Our area of Nashville is a seller’s market right now. Which was awesome for us because we sold our house in one weekend for more than our asking price. Our work definitely paid off. But we wanted to buy a larger house in the same zip code, so we’d be dealing with the same high prices and bidding wars, and that made us stressed and worried about being homeless. We’d decided to move this summer because we were afraid we’d get priced out of this market if we waited any longer, and we were starting to be afraid we might have waited too long already. We looked at a lot of places and disagreed about them. Finally our awesome realtor was able to find us a premarket house in our price range that we were able to agree on. It’s a split level with four bedrooms on a shady dead end street with a rocky creek in the back for our little boy to play in. Moving dates have yet to be set.


During June and the first half of July, I was posting more reviews than I have since the blog’s first month. The routine that I set worked, and I made a significant dent in the number of books on my “read and not yet reviewed” list.

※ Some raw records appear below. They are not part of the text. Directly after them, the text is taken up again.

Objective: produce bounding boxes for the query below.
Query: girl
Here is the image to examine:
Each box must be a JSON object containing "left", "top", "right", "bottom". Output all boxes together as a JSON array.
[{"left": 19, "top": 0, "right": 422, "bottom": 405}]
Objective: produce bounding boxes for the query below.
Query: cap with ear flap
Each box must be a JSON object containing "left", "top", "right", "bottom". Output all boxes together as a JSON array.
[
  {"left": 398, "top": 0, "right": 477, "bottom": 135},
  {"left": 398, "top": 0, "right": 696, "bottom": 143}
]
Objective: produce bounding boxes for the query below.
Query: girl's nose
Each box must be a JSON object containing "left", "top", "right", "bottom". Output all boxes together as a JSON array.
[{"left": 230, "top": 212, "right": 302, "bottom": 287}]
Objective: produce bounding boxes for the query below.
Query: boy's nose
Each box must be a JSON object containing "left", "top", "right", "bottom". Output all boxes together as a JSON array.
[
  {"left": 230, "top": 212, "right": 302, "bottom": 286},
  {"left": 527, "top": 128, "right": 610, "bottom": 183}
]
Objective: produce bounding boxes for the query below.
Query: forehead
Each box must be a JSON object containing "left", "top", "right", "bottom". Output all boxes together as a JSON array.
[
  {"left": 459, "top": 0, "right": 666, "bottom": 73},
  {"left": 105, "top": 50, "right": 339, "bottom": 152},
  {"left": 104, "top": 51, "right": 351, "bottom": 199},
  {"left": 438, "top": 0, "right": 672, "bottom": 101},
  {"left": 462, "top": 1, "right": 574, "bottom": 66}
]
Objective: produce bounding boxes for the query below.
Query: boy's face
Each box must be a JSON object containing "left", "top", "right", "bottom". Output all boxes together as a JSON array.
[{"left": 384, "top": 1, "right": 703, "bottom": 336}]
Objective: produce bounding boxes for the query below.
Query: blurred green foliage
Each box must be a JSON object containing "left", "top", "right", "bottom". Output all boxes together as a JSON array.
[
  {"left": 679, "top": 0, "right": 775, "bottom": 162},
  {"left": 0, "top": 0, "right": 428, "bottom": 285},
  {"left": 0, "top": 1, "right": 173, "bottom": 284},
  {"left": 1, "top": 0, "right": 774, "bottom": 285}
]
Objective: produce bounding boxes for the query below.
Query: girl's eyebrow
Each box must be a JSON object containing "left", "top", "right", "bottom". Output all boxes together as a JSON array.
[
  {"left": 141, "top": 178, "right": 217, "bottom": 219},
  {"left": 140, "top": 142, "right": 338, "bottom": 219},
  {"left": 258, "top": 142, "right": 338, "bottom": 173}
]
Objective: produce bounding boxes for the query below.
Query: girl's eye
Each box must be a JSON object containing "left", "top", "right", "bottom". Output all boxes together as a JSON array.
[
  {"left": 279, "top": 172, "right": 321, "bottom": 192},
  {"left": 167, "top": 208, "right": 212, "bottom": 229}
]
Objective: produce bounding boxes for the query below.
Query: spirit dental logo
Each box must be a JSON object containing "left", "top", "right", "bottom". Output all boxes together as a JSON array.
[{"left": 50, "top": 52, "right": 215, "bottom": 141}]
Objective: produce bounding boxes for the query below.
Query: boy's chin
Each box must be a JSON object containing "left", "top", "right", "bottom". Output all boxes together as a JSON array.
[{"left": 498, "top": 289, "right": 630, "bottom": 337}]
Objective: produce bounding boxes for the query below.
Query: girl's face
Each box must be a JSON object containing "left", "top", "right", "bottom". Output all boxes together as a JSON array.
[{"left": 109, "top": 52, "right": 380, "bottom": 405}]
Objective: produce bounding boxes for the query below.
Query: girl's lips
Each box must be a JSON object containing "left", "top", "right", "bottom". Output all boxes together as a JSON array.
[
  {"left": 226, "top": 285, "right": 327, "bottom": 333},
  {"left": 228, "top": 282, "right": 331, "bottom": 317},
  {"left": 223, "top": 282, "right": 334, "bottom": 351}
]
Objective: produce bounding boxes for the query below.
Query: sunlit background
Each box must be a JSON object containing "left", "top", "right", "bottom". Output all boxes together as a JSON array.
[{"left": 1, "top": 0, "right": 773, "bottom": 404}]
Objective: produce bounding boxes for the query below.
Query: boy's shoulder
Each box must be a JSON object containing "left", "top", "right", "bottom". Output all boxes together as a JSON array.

And then I stopped posting reviews for two weeks because I lost my desk. In staging our house for potential buyers, we had to move my desk and desktop computer to storage. I find this laptop adequate for reading and browsing, but uncomfortable for writing, so it became a convenient excuse. The whole thing makes me think about how right Virginia Woolf is about how important it is to have space of your own when you’re trying to be creative. It makes me determined to ensure that when we arrange things in our new house, I get the space I need to write and read and spread out my books in precarious piles. When we’re truly settled back in again, I definitely hope to make up for lost time. As awesome as my summer blogging routine was, I’m already out of the habit, and it will take some time to establish a new habit, with the school year under way too.


So I guess I met more of this summer’s goals than not: dance, improv, selling and buying houses, and blogging. And where I fell short, it was because real estate took over my life for a while. Also, Cogan turned 2, David and I turned 31, and we celebrated our 5th wedding anniversary.